I swallowed hard, unable to think of a reply. When he turned slightly so that his eyes were on me again, I was the one to turn away.
"I d… on't… don't know…" I said before releasing a heavy breath. "I really don't."
It was an honest answer… I had no clue what I was doing. I felt like a zombie. Jealousy and temptation got the worst of me, and when it was all said and done, I didn't know why. The pain in my body shook me to the core. I had horrified myself so much by my actions, and I wasn't the only one paying for it. Chris had a steady girlfriend, who he had honest to God loved, and I just… went against every sense I had in order to feel some of what I was missing to Stacy.
"You can do better than that, Trish." He spoke somewhat calmly before obvious rage tore right through him. "You don't show up unannounced at someone's hotel door and kiss them without a God damned reason! I want a fucking answer, and you are going to give me one if we have to sit here the whole fucking night."
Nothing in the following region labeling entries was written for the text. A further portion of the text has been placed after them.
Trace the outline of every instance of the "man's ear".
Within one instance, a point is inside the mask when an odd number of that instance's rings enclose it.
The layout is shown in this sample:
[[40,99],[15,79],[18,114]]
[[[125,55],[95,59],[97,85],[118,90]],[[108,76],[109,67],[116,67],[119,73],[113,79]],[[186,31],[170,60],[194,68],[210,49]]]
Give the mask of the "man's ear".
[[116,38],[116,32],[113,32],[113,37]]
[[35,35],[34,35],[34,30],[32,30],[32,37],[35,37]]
I started trembling again, after settling somewhat from a few minutes ago. It killed me to hear him so angered, and more to know that I caused it. I wanted to tell him… Lord knows I did. I wanted to confess everything, no matter what it would do to he and Stacy, and myself. I wanted him to know how I felt about him, if it wasn't totally obvious from that kiss.
My better half told me he couldn't possibly have known through the kiss, because it wasn't a kiss given for love. It was one given in misconception, out of want, and need… not love. It was almost a good thing that jealousy hid my true feelings, because I couldn't tell him. No matter how much I wanted to.
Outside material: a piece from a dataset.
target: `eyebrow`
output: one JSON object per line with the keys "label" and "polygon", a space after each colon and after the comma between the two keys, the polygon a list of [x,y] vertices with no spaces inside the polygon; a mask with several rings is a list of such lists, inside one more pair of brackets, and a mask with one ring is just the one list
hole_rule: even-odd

"I guess we're going to be here the whole fucking night then," I said sternly through my teeth, managing to bite back my tears for how long it took to get out those words.
"Well that's fine, because I've got all the time in the world to just sit here and wait." He stood up and walked to the far end of the room, grabbing the back of a lounge chair with both hands and pulling it to the door. I just watched as he sat the chair against the door and leaned back in it, pulling on the side handle of the recliner and crossing his legs over the rest.
"Guess Li-Li won't be seeing you for a while."
It was beginning to sound like one of our usual arguments, but this time so much more serious. So much was at stake, and my whole life was becoming hopeless as I continued to deny my love for the man in front of me… and began ruining his life the second I showed up at his door.
The only thing I knew how to do was feed him insults and threats. I had already begun the quick decline of that night's morale, why stop now?
"And what would happen if Stacy were to show up right now, finding the two of us locked in your room. I somehow find it hard to believe she'd buy any of what you'd say to her."
The second he heard Stacy's name escape my lips, he sat up completely straight, breathless, looking to kill. He stood up and walked slowly toward me, his breath reassembling, and falling out in short, deep, angered gasps through his gritted teeth.
As he walked toward me, with an anger and hatred so intense in his baby blue eyes, I followed my instinct to step back until I was cornered, and he was right up against me, looking down at my face with a demeaning leer.
I had never heard his voice so deep and utterly scary before. He whispered only loud enough so I could hear him, while he clenched his fists around my arms and held them in place at my sides, his grip growing tighter with every single breath he took.
"Cut the shit, Stratus… why the fuck did you kiss me?"
I tried to sink beneath him, pull away from him as far as I could, but he refused to let me get anywhere, even an inch away. I was trapped, and if I didn't give Chris an answer… I feared death for what he would do to me.